Why would they want office without power? To take responsibility for right-wing policy? That makes no sense.

Anonymous said...

You are quite right. Syriza is toast. They brought knife to a gunfight. They will loose the referendum and that is a pity. Not all their ideas were good but the proposal of troika is certainly bad and will not work. It is insanity to keep doing the same thing and expect a different result - as a great man once said.

The euro and the European project will have strongly negative drip-drip effect on its economy that will last for a long time unless the powers of EU and EMU decide to implement policies and create institutions that are effective and efficient for all and not just for the powerful.

rosserjb@jmu.edu said...

Well, Varoufakis says he will resign if the vote is yes, but we shall see about Tsipras and others.

Peter Dorman said...

When I posted this, I was a bit nervous: what if I were wrong? But the last 24 hours have validated almost everything I've said. The only really speculative part is the notion that future leaks/releases/memoirs will show that the regime change intentions go back to the election of Syriza. I think this is likely because it's the simplest explanation for the course taken by the "negotiations", but of course I could prove to be wrong.

Anonymous said...

I doubt that the troika would expressly demand that Syriza step down... they'd be more passive-aggressive about it. I expect that there will be no debt relief until some party other than Syriza takes office.

The real goal here is to force the elimination of all social safety net programs and all government-backed pensions, health care, etc. Once they've accomplished this, the troika will move on to Italy and Spain. Eventually, the common wisdom will be that only government-funded bailouts for the 0.1% funded by eliminating any programs benefiting the 99% can resolve an economy's problems. It's a rolling plan, intended to push Europe (and the rest of the world) back to an 18th century robber baron / wage slave economic structure.

rosserjb@jmu.edu said...

Looks like No vote is winning in Greece, and by a wide margin, 60-40, but count not all in yet.

Sandwichman said...

Peter,

Nope.

Sandwichman said...

"Speculation is rife tonight that the leftist-led government may buttress the Greek negotiating team with members of the political opposition who creditors may find more palatable to deal with in the days ahead."

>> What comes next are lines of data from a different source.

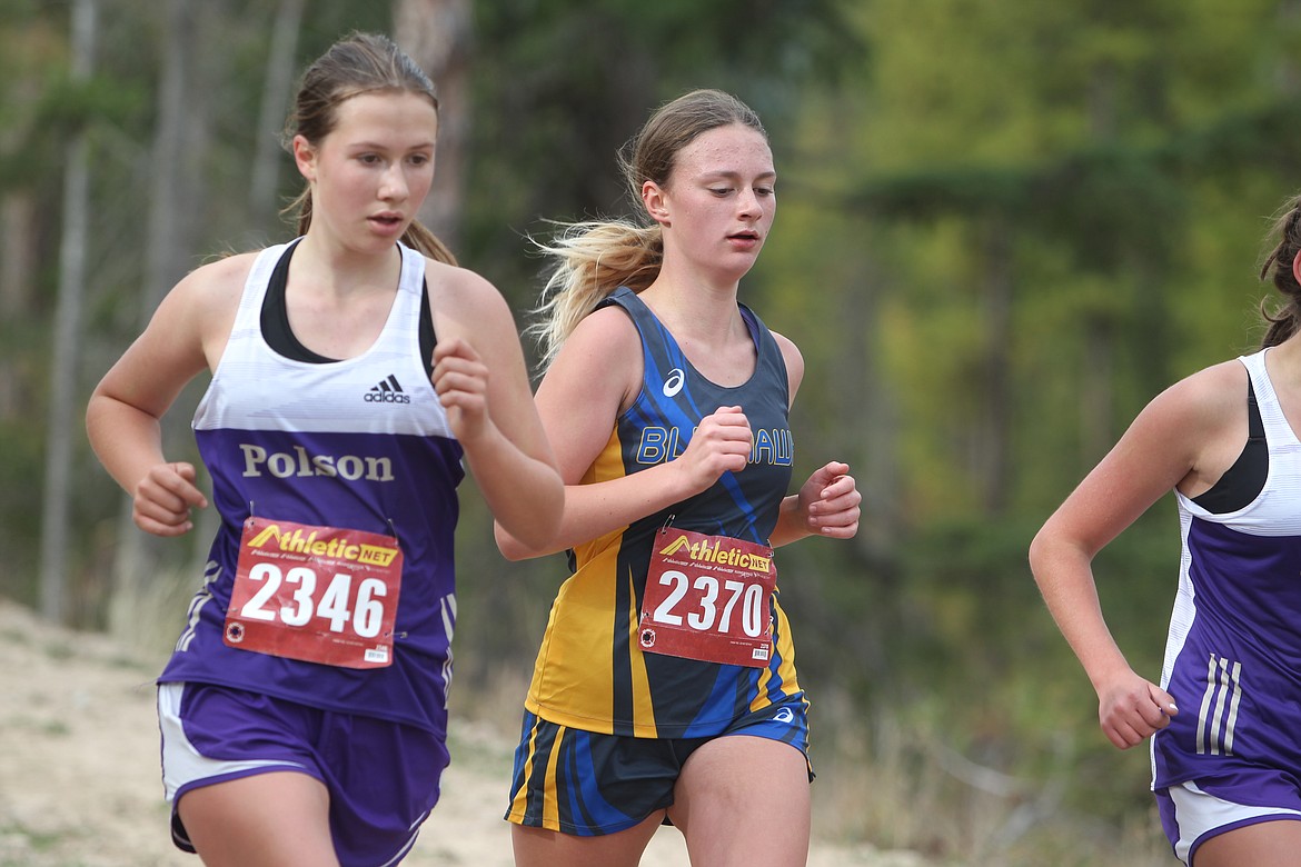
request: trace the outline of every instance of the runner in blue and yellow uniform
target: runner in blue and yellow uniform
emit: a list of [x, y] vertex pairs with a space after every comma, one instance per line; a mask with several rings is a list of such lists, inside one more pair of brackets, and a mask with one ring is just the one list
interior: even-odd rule
[[808, 723], [774, 547], [857, 530], [848, 467], [787, 494], [804, 363], [738, 302], [771, 227], [755, 113], [695, 91], [631, 143], [652, 224], [580, 224], [548, 250], [537, 406], [569, 550], [515, 754], [518, 864], [636, 864], [670, 820], [695, 864], [803, 864]]

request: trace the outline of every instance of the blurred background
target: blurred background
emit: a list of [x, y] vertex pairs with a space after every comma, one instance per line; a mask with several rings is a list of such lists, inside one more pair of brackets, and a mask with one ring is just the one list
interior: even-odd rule
[[[291, 237], [284, 117], [354, 29], [437, 83], [424, 218], [522, 326], [528, 238], [630, 213], [615, 151], [654, 107], [719, 87], [764, 117], [781, 208], [742, 298], [807, 359], [796, 476], [843, 459], [865, 494], [857, 539], [779, 558], [817, 833], [1172, 863], [1146, 751], [1098, 731], [1025, 550], [1151, 396], [1258, 344], [1301, 188], [1301, 1], [3, 0], [0, 597], [169, 646], [211, 525], [133, 528], [86, 399], [187, 270]], [[454, 710], [509, 732], [566, 567], [502, 560], [462, 491]], [[1097, 563], [1153, 679], [1176, 560], [1166, 499]]]

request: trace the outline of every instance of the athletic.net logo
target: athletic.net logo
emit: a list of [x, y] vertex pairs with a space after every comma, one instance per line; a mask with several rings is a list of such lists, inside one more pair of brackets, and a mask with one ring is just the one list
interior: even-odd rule
[[411, 403], [411, 395], [402, 391], [398, 378], [392, 373], [363, 395], [367, 403]]

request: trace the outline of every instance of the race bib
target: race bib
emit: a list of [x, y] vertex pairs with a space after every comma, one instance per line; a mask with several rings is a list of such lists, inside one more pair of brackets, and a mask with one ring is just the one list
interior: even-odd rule
[[272, 656], [384, 668], [401, 589], [392, 536], [250, 517], [224, 638]]
[[647, 573], [637, 640], [653, 654], [768, 666], [773, 549], [726, 536], [661, 529]]

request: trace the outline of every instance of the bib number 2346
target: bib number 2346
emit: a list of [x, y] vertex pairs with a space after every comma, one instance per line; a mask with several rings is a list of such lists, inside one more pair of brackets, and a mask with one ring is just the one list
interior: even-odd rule
[[773, 549], [666, 528], [656, 537], [641, 602], [641, 649], [762, 668], [771, 656]]
[[343, 668], [393, 663], [402, 550], [392, 536], [250, 517], [225, 642]]

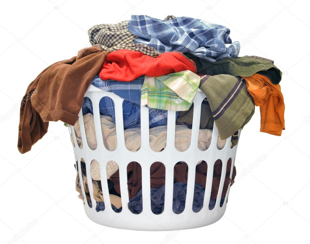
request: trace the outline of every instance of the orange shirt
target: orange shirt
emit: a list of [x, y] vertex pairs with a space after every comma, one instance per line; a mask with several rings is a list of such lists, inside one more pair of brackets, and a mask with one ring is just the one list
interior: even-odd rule
[[248, 77], [241, 76], [260, 111], [260, 131], [281, 136], [284, 126], [284, 101], [279, 84], [271, 83], [268, 77], [255, 74]]

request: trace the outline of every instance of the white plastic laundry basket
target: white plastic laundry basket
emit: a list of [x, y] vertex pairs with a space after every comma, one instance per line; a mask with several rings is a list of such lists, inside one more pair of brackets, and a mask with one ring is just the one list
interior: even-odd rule
[[[91, 198], [93, 207], [91, 208], [86, 203], [84, 207], [86, 214], [93, 221], [105, 226], [129, 229], [145, 230], [169, 230], [188, 229], [207, 225], [219, 220], [222, 217], [226, 209], [227, 199], [230, 189], [228, 186], [224, 203], [220, 207], [221, 193], [224, 185], [226, 173], [227, 161], [231, 158], [232, 163], [230, 177], [232, 178], [234, 163], [237, 150], [237, 146], [231, 148], [230, 138], [226, 140], [224, 147], [218, 149], [216, 142], [218, 131], [215, 124], [211, 145], [205, 151], [201, 151], [198, 148], [199, 123], [202, 102], [206, 96], [200, 90], [197, 93], [194, 100], [194, 115], [190, 145], [184, 151], [179, 151], [175, 146], [175, 112], [168, 112], [167, 143], [165, 150], [160, 152], [154, 151], [150, 147], [149, 131], [144, 129], [148, 127], [148, 109], [145, 107], [141, 108], [141, 145], [137, 151], [129, 151], [125, 146], [125, 138], [123, 123], [122, 103], [123, 99], [115, 94], [102, 90], [91, 85], [85, 94], [91, 100], [93, 107], [94, 117], [95, 134], [97, 140], [96, 148], [91, 149], [86, 143], [86, 139], [83, 121], [82, 110], [79, 115], [79, 121], [83, 143], [82, 148], [76, 146], [78, 145], [74, 133], [72, 133], [76, 146], [73, 150], [76, 161], [80, 162], [84, 159], [86, 163], [87, 176], [90, 175], [90, 164], [93, 159], [99, 162], [101, 184], [105, 208], [103, 211], [97, 212], [95, 207], [96, 202], [93, 197], [92, 184], [88, 184]], [[100, 99], [104, 97], [109, 97], [114, 101], [115, 106], [115, 120], [117, 139], [117, 146], [113, 151], [108, 150], [105, 147], [101, 131], [99, 104]], [[195, 106], [198, 105], [199, 106]], [[73, 127], [69, 127], [70, 133], [73, 131]], [[239, 132], [240, 136], [240, 131]], [[122, 209], [120, 213], [114, 212], [111, 207], [111, 202], [106, 178], [106, 169], [105, 165], [102, 162], [107, 162], [113, 154], [113, 160], [118, 164], [119, 169], [119, 177]], [[208, 207], [211, 194], [213, 165], [218, 159], [222, 160], [222, 166], [219, 187], [215, 207], [211, 210]], [[192, 210], [195, 181], [196, 166], [201, 160], [204, 160], [208, 164], [207, 181], [203, 205], [198, 212]], [[185, 208], [181, 213], [177, 214], [173, 211], [173, 168], [176, 163], [185, 161], [188, 167], [187, 192]], [[135, 161], [140, 165], [142, 171], [142, 191], [143, 210], [139, 214], [132, 213], [128, 209], [128, 193], [127, 185], [127, 167], [130, 162]], [[151, 210], [150, 198], [150, 168], [155, 162], [160, 161], [166, 167], [165, 190], [164, 208], [161, 214], [155, 214]], [[101, 162], [101, 163], [100, 163]], [[80, 179], [82, 179], [81, 164], [77, 164]], [[89, 179], [91, 182], [91, 179]], [[81, 184], [84, 199], [86, 199], [83, 184]]]

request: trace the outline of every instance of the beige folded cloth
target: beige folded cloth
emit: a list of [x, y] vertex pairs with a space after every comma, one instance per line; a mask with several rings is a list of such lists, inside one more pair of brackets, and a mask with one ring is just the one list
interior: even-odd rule
[[[83, 115], [84, 128], [87, 143], [90, 148], [94, 150], [97, 148], [97, 143], [95, 132], [94, 116], [89, 113]], [[100, 121], [103, 140], [104, 145], [107, 149], [113, 151], [117, 146], [116, 130], [115, 124], [112, 118], [109, 116], [101, 115]], [[78, 145], [81, 147], [82, 143], [78, 121], [73, 126]], [[141, 129], [140, 127], [127, 129], [124, 130], [125, 144], [128, 150], [132, 151], [137, 151], [141, 146]], [[183, 125], [176, 125], [175, 146], [180, 151], [187, 149], [191, 142], [192, 130]], [[212, 130], [208, 129], [200, 129], [198, 137], [198, 148], [202, 151], [206, 150], [211, 144]], [[159, 152], [166, 146], [167, 141], [167, 126], [163, 125], [150, 129], [150, 146], [156, 152]], [[71, 135], [71, 141], [73, 145], [73, 137]], [[226, 140], [221, 140], [218, 137], [217, 146], [222, 149], [226, 143]], [[91, 175], [92, 178], [100, 180], [99, 164], [95, 160], [91, 164]], [[109, 162], [107, 164], [107, 179], [118, 168], [117, 164], [113, 161]], [[98, 173], [99, 173], [98, 175]]]

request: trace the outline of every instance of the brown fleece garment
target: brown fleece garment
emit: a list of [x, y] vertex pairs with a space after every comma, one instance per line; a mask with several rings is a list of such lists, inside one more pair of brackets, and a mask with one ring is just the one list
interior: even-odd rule
[[78, 55], [46, 68], [27, 88], [20, 104], [17, 147], [21, 153], [47, 132], [48, 121], [73, 125], [78, 119], [84, 95], [109, 51], [91, 47]]

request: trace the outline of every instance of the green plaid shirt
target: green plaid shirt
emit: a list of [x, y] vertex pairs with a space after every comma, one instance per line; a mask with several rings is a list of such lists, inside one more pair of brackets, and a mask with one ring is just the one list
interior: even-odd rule
[[200, 81], [189, 70], [159, 76], [145, 76], [141, 88], [141, 106], [173, 111], [188, 110]]

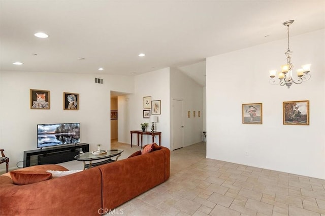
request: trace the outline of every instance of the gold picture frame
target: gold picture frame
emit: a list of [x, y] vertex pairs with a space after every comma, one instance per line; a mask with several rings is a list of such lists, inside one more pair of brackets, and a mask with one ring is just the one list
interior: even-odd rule
[[151, 96], [143, 97], [143, 109], [151, 109]]
[[243, 124], [259, 124], [263, 122], [262, 103], [243, 104]]
[[79, 110], [79, 94], [63, 92], [63, 109], [67, 110]]
[[283, 124], [309, 125], [309, 101], [283, 102]]
[[50, 109], [50, 91], [30, 89], [29, 108], [30, 109]]

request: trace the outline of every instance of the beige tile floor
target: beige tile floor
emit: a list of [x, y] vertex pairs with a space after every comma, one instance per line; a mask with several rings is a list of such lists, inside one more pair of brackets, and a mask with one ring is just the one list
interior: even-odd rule
[[[119, 160], [140, 149], [112, 147], [124, 149]], [[172, 151], [169, 180], [110, 214], [325, 216], [325, 180], [207, 159], [205, 154], [204, 143]]]

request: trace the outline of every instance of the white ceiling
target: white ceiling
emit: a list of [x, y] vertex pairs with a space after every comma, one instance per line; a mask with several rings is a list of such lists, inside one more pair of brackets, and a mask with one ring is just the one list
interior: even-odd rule
[[206, 58], [285, 38], [290, 19], [290, 36], [325, 28], [325, 1], [1, 0], [0, 70], [134, 75], [171, 67], [204, 86]]

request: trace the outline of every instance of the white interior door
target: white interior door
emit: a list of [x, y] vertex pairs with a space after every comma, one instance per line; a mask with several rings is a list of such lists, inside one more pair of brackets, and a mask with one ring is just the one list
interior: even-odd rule
[[173, 100], [173, 150], [183, 147], [183, 101]]

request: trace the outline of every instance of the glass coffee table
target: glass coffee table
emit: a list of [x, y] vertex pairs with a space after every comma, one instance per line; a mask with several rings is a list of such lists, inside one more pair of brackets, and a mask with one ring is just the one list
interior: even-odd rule
[[[121, 154], [124, 150], [118, 149], [113, 149], [107, 150], [107, 152], [99, 154], [93, 155], [91, 152], [83, 153], [75, 157], [75, 159], [79, 161], [83, 162], [83, 169], [89, 169], [94, 166], [98, 166], [105, 163], [116, 161], [117, 158], [121, 156]], [[112, 157], [116, 156], [115, 160]], [[94, 160], [104, 160], [100, 162], [92, 162]], [[86, 164], [86, 161], [89, 161], [88, 164]]]

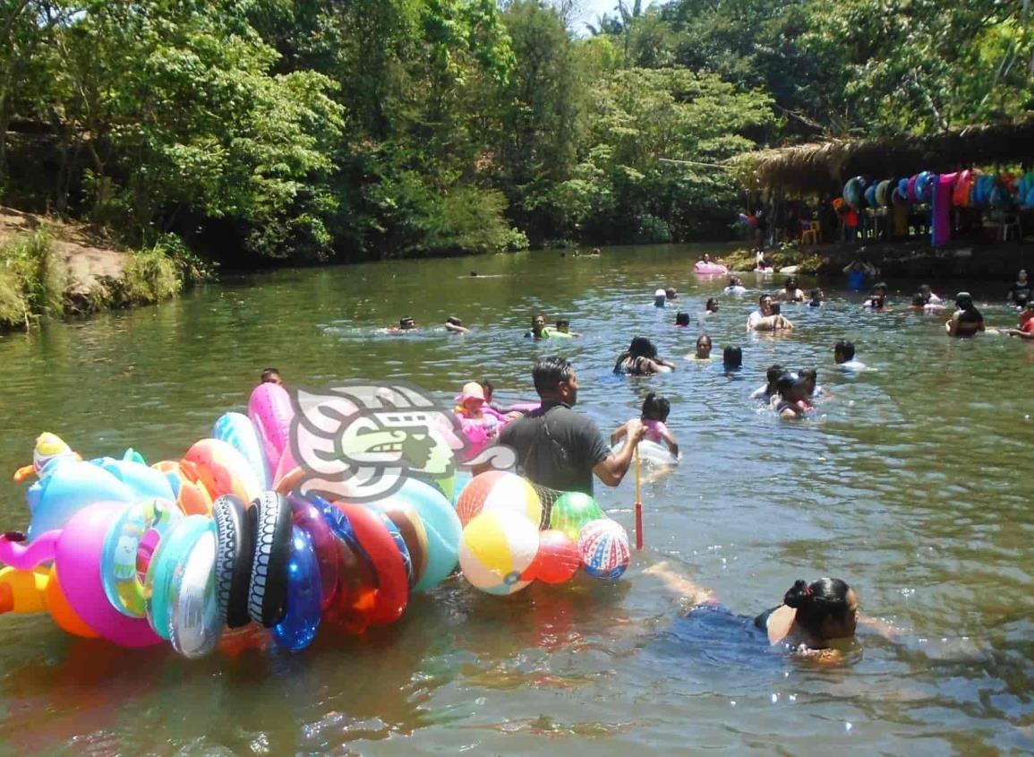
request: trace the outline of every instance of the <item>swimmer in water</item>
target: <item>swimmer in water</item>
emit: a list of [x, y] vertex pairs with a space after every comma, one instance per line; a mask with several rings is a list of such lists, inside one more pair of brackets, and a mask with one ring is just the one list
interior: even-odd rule
[[727, 295], [744, 295], [747, 294], [747, 287], [743, 286], [743, 282], [739, 280], [739, 276], [730, 276], [729, 285], [724, 290]]
[[955, 295], [955, 307], [957, 309], [944, 324], [944, 330], [948, 332], [948, 336], [975, 336], [981, 331], [985, 331], [983, 315], [976, 309], [973, 297], [969, 292], [960, 292]]
[[668, 373], [674, 369], [674, 365], [658, 357], [657, 347], [645, 336], [635, 337], [614, 363], [614, 372], [627, 375], [652, 375]]
[[556, 328], [549, 333], [551, 339], [570, 339], [572, 336], [581, 336], [581, 334], [571, 330], [571, 322], [567, 319], [557, 319]]
[[709, 363], [711, 351], [711, 340], [707, 334], [701, 334], [697, 337], [697, 351], [693, 355], [687, 355], [687, 360], [692, 360], [696, 363]]
[[455, 315], [446, 319], [446, 331], [453, 334], [467, 334], [469, 329], [463, 326], [463, 322]]
[[1034, 300], [1028, 300], [1020, 311], [1020, 328], [1004, 329], [1002, 333], [1020, 339], [1034, 339]]
[[813, 410], [803, 382], [790, 373], [784, 373], [777, 380], [771, 405], [777, 415], [785, 419], [802, 418]]
[[833, 362], [841, 370], [865, 370], [865, 364], [854, 357], [854, 342], [841, 339], [833, 344]]
[[276, 384], [278, 386], [283, 386], [283, 379], [280, 377], [280, 371], [276, 368], [266, 368], [262, 372], [262, 380], [260, 384]]
[[[668, 422], [668, 415], [671, 413], [671, 402], [668, 401], [667, 397], [659, 397], [653, 392], [646, 395], [643, 400], [642, 415], [640, 420], [642, 421], [645, 431], [643, 432], [644, 442], [652, 442], [653, 444], [664, 444], [667, 445], [668, 451], [675, 457], [678, 457], [678, 443], [675, 441], [675, 436], [668, 430], [666, 425]], [[628, 436], [629, 424], [622, 423], [620, 426], [614, 429], [614, 432], [610, 434], [611, 446], [616, 445], [622, 438]]]
[[733, 344], [726, 344], [722, 351], [722, 368], [725, 372], [739, 370], [743, 367], [743, 350]]
[[549, 329], [546, 327], [546, 314], [539, 312], [531, 316], [531, 330], [524, 333], [525, 339], [548, 339]]
[[776, 394], [776, 382], [783, 373], [782, 365], [769, 365], [768, 370], [765, 371], [765, 383], [751, 392], [751, 399], [763, 399], [766, 402], [770, 400]]
[[[710, 592], [676, 575], [666, 563], [647, 568], [644, 573], [657, 576], [666, 588], [691, 605], [683, 619], [694, 619], [703, 612], [734, 615], [714, 602]], [[886, 624], [859, 616], [858, 597], [846, 581], [819, 578], [811, 583], [802, 579], [794, 581], [783, 595], [782, 604], [755, 617], [753, 626], [765, 634], [770, 646], [782, 646], [820, 662], [839, 663], [844, 656], [833, 646], [853, 639], [859, 622], [884, 635], [892, 632]]]

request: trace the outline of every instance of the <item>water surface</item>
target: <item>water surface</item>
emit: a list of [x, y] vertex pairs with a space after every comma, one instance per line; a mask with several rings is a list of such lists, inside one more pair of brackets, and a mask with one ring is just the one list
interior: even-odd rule
[[[2, 617], [0, 753], [1034, 750], [1024, 463], [1034, 344], [949, 341], [943, 319], [904, 309], [916, 282], [891, 282], [900, 309], [879, 314], [826, 285], [825, 307], [785, 307], [792, 336], [747, 334], [757, 293], [781, 277], [744, 276], [748, 296], [726, 297], [724, 280], [691, 273], [697, 251], [288, 270], [0, 338], [0, 471], [27, 463], [43, 430], [86, 456], [132, 446], [149, 460], [178, 457], [218, 415], [242, 410], [270, 365], [311, 389], [390, 377], [451, 396], [488, 377], [509, 401], [534, 397], [531, 363], [556, 349], [579, 372], [579, 408], [601, 428], [658, 391], [671, 399], [683, 450], [676, 472], [645, 486], [647, 549], [613, 586], [584, 579], [499, 599], [456, 582], [418, 597], [402, 623], [376, 634], [200, 662], [168, 647], [72, 639], [47, 617]], [[485, 275], [472, 278], [472, 268]], [[667, 285], [694, 313], [690, 329], [672, 327], [675, 308], [652, 306]], [[707, 324], [716, 355], [742, 346], [738, 374], [682, 360], [709, 296], [721, 303]], [[538, 310], [585, 336], [522, 338]], [[984, 312], [992, 324], [1015, 322], [998, 304]], [[473, 333], [437, 328], [450, 314]], [[378, 333], [401, 315], [424, 328]], [[679, 369], [612, 375], [636, 334]], [[840, 338], [876, 370], [838, 373]], [[832, 397], [815, 418], [781, 422], [749, 399], [772, 362], [818, 369]], [[597, 493], [631, 527], [631, 478]], [[4, 527], [24, 527], [24, 487], [0, 489], [0, 515]], [[798, 577], [840, 576], [863, 611], [901, 633], [862, 633], [838, 667], [790, 659], [735, 623], [679, 620], [679, 598], [642, 573], [660, 561], [744, 615], [777, 604]]]

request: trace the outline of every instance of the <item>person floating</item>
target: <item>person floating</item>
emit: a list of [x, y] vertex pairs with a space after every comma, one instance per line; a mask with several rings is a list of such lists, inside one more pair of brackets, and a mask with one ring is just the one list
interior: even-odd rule
[[854, 342], [841, 339], [833, 344], [833, 362], [841, 370], [865, 370], [865, 364], [854, 357]]
[[658, 357], [657, 347], [645, 336], [634, 337], [629, 349], [621, 353], [614, 363], [615, 373], [628, 375], [652, 375], [674, 369], [674, 365]]
[[621, 483], [645, 433], [642, 421], [626, 424], [628, 444], [613, 454], [596, 423], [572, 410], [578, 401], [578, 376], [571, 363], [540, 358], [531, 376], [542, 406], [508, 424], [498, 438], [516, 453], [518, 473], [540, 486], [590, 496], [594, 476], [606, 486]]
[[[668, 415], [671, 413], [671, 402], [668, 401], [667, 397], [659, 397], [653, 392], [650, 392], [643, 399], [642, 413], [639, 420], [642, 421], [642, 425], [645, 427], [643, 432], [644, 442], [652, 442], [658, 445], [667, 445], [668, 451], [674, 457], [678, 457], [678, 443], [675, 441], [674, 434], [668, 430], [667, 422]], [[628, 436], [629, 425], [622, 423], [620, 426], [614, 429], [614, 432], [610, 434], [610, 444], [616, 445], [622, 438]]]
[[761, 295], [758, 298], [758, 309], [747, 319], [748, 331], [779, 331], [792, 328], [793, 324], [773, 309], [771, 295]]
[[969, 292], [955, 295], [955, 311], [944, 324], [948, 336], [975, 336], [984, 331], [983, 315], [973, 304], [973, 296]]
[[446, 319], [446, 331], [453, 334], [467, 334], [470, 330], [463, 326], [462, 320], [456, 317], [455, 315], [450, 315]]

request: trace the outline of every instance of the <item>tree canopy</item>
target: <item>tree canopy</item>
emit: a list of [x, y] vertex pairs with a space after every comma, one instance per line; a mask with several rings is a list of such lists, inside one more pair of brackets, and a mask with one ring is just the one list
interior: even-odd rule
[[716, 164], [1034, 109], [1026, 0], [8, 0], [0, 202], [239, 262], [729, 233]]

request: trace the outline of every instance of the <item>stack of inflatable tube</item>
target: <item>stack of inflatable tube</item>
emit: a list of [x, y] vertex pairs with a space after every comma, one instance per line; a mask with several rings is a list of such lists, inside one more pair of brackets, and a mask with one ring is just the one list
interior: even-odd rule
[[179, 460], [66, 450], [27, 466], [39, 480], [27, 534], [0, 537], [0, 612], [49, 612], [71, 634], [168, 641], [187, 658], [267, 640], [299, 650], [325, 626], [396, 623], [413, 593], [458, 564], [493, 594], [579, 568], [609, 580], [628, 566], [624, 528], [591, 497], [561, 495], [543, 523], [536, 490], [513, 474], [455, 477], [455, 505], [416, 479], [374, 503], [302, 495], [291, 486], [291, 403], [261, 389], [247, 416], [223, 416]]

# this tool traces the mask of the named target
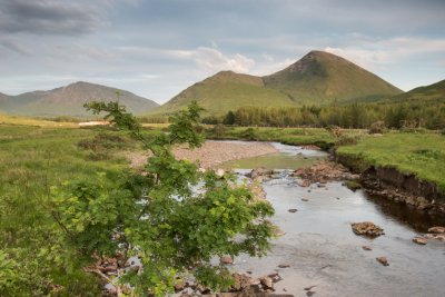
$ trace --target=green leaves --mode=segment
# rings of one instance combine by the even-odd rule
[[[171,154],[175,145],[195,148],[204,141],[198,133],[202,109],[196,102],[171,118],[167,133],[150,141],[118,103],[91,102],[88,108],[107,112],[106,119],[128,130],[152,156],[145,176],[122,174],[109,180],[99,174],[51,190],[51,215],[69,257],[119,258],[121,284],[131,285],[138,296],[164,296],[172,290],[175,275],[182,273],[212,288],[228,287],[229,271],[211,265],[211,258],[267,251],[274,230],[266,220],[274,214],[271,206],[255,200],[234,177],[202,174],[196,164]],[[128,269],[130,256],[142,267]]]

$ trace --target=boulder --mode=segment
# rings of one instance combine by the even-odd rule
[[[417,245],[426,245],[428,240],[425,237],[417,236],[413,238],[413,242],[416,242]]]
[[[250,171],[250,178],[256,179],[258,177],[271,176],[273,174],[273,170],[266,169],[265,167],[259,167]]]
[[[377,237],[385,234],[380,227],[372,221],[353,222],[352,227],[356,235]]]
[[[431,234],[445,234],[445,227],[438,227],[438,226],[431,227],[428,229],[428,232],[431,232]]]
[[[383,266],[389,266],[388,259],[386,257],[377,257],[376,260]]]
[[[219,260],[221,264],[234,264],[234,259],[230,255],[224,255]]]

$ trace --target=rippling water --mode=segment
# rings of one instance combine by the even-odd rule
[[[280,150],[281,155],[267,157],[283,157],[285,165],[288,157],[307,164],[323,157],[319,151],[294,154],[298,149],[288,146]],[[254,159],[256,162],[246,164],[263,166]],[[275,168],[283,167],[288,168]],[[443,217],[431,217],[360,190],[354,192],[342,182],[300,187],[288,174],[281,170],[264,182],[276,210],[273,221],[285,234],[273,241],[267,257],[236,258],[234,270],[254,276],[278,271],[284,280],[276,284],[277,293],[286,290],[295,296],[306,296],[304,288],[309,286],[316,286],[312,289],[315,296],[445,296],[445,242],[419,246],[412,241],[428,227],[444,226]],[[298,211],[291,214],[290,208]],[[385,235],[375,239],[356,236],[350,224],[365,220],[383,227]],[[365,245],[373,250],[363,250]],[[388,258],[389,266],[376,261],[380,256]],[[289,267],[278,268],[280,264]]]

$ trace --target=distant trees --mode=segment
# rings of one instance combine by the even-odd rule
[[[212,118],[215,119],[215,118]],[[445,101],[353,103],[348,106],[241,107],[218,122],[237,126],[370,128],[445,128]]]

Hoe is that 'regime change' thing working out for ya?

Peter Dorman said...

I will be (pleasantly) surprised if an acceptable deal is offered to Tsipras. My baseline scenario is continued attack by the ECB, economic meltdown in Greece, and European offers for relief (narrow) contingent on some form of regime change. If this is rejected we are on to Plan C. It's ugly.

The one escape from this nightmare is if Greece can successfully resist the euro quarantine. The talk about simply printing euros and taking the case to the ECJ is interesting. I don't think the IOU option, which Varoufakis mentioned before resigning, buys much time. But printing euros, while it might help Greece in the immediate situation, would be the beginning of the end for the euro itself. Which might be a good thing in principle, but not in this particular process, which will lead to everyone blaming everyone else.

Sandwichman said...

"I will be (pleasantly) surprised if an acceptable deal is offered to Tsipras."

I don't think it is a matter of "offering an acceptable deal to Tsipras." An acceptable deal presumes a "healthy" Europe and a "sick" Greece, neither of which is accurate. Instead, I think Greece manifests the symptoms of Europe's unhealthy dynamic. Similarly, Europe needs "the Greek problem" to mask a more systematic problem.

Gregory Bateson's analysis of the double-bind would be useful here. Bateson originally thought of it as an explanation for schizophrenia but the ubiquity of double-binds undermined its diagnostic specificity. This should not detract from its generality, though.